Wednesday, September 28, 2011
The City and Woman that Never Sleeps
I'm back from New York.
It was insane. In an awesome and horrible way.
This is the thing: Supposedly I love to travel. But I do not travel WELL I know I've said it before, but I'll say it again--I HATE FLYING. I hate it. I didn't use to hate it. But now I do. 500 miles per hour thousands of feet off the ground? I can't take it. My anxiety was in full throttle.
I didn't sleep the night before we left because I was so excited/anxious. I didn't sleep the night we got there because I was so excited/anxious about going to Who Wants to Be a Millionaire the next morning. (You heard me). I kind of slept the next night after seeing Memphis on Broadway and eating the best food on earth. I slept a tiny bit better the next night in Brooklyn after singing my guts out at New York's most famous piano bar, "Don't Tell Mama". I slept a little the next night knowing I'd be saying goodbye to my friends and staying an extra day and a half by myself. And I got in only a few hours the next night because I was so excited/anxious to fly home and see my boys. I had my ambien, my xanax, my ativan...and I still couldn't sleep. I hate anxiety and post traumatic stress. I often ask myself, "How do I LIVE?" I guess the lady that never sleeps fits right into the city that never does. But it isn't fun.

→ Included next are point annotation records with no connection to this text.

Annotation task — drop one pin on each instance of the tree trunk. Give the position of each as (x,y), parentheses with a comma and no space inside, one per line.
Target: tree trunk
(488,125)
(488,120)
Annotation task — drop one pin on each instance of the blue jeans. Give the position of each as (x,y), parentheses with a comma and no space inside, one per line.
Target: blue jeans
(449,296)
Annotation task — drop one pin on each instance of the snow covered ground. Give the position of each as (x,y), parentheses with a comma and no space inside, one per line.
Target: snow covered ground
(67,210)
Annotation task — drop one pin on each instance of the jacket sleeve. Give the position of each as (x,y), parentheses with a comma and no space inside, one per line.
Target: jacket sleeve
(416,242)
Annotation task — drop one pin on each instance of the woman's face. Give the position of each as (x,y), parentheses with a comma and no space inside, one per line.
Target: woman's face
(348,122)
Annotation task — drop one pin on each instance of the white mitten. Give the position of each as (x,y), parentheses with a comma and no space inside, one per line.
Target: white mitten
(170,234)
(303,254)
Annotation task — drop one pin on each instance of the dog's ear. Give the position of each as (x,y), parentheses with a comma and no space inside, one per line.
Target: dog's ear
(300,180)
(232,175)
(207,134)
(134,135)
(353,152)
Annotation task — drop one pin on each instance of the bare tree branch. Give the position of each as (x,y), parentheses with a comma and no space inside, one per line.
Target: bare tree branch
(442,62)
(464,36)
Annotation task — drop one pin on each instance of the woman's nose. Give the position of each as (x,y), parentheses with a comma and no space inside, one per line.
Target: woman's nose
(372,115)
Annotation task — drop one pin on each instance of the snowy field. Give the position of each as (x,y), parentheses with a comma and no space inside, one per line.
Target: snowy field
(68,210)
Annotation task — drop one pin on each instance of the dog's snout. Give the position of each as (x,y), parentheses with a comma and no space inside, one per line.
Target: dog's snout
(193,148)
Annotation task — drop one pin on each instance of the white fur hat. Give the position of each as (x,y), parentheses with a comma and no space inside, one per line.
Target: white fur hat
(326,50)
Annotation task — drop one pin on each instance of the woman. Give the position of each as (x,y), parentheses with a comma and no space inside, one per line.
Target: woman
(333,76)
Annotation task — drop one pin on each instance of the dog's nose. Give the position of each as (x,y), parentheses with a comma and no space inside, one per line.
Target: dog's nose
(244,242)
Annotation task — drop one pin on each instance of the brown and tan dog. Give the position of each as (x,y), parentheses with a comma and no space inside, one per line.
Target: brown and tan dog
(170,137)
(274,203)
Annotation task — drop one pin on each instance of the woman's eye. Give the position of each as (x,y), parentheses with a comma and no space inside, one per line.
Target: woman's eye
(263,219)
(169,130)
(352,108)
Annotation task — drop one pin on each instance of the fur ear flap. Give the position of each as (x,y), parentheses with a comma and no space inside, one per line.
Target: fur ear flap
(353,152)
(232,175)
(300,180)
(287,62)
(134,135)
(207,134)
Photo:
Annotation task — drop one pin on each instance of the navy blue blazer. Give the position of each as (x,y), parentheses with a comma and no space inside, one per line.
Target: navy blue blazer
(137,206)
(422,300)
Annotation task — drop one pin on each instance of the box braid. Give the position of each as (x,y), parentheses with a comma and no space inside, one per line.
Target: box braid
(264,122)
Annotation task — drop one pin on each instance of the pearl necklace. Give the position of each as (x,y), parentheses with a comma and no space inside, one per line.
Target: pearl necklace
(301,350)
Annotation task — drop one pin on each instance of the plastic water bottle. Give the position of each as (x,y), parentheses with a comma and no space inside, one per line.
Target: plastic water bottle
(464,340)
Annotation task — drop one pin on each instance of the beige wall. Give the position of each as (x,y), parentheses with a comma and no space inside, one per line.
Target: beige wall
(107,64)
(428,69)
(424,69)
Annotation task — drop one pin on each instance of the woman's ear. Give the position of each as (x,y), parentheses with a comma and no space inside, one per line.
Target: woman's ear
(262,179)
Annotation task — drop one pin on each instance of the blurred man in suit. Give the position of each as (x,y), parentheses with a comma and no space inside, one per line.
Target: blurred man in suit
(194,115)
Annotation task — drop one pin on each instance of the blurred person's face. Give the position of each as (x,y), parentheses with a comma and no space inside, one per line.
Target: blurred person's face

I was on a the verge of a nervous breakdown the whole time. I loved it and hated it. I was exhausted and thrilled. I was overwhelmed and giddy and sweaty and humid. I ran my butt off in Central Park and was elated. ELATED. I ran my butt off for two days in Brooklyn Heights and couldn't handle the awesomeness. There is no charge for awesomeness.
I ate food so good I wanted to cry. I missed Lucy deeper and more terribly than ever and thought I would explode and when they examined the evidence it would be all tears and grief. I missed Peter something fierce and could have hyperventilated on the drop of a dime just thinking about it. I missed my Vic. A lot. It hurt.
I had the time of my life, I thought I was going to lose my life. I was thrilled to be back in the city, I hated being back in the city. I wanted to live there and be on Broadway, I wondered how I ever handled living there. I wanted to buy everything, I wanted to buy nothing because it was so overwhelming.
I saw Jersey Boys. I laughed, I cried. I danced and sang in my front row seat. Dominic Nolfi (Tommy DeVito) winked at me onstage.
I walked my butt off and packed the wrong clothes. It was hotter than a mother on the 4th of July. The noise. The constant motion. I loved it and hated it.
And I'll post photos later this week with more fun details. (Like the vintage dress I DIDN'T buy at the Upper West Side flea market--more tears. What was I thinking??)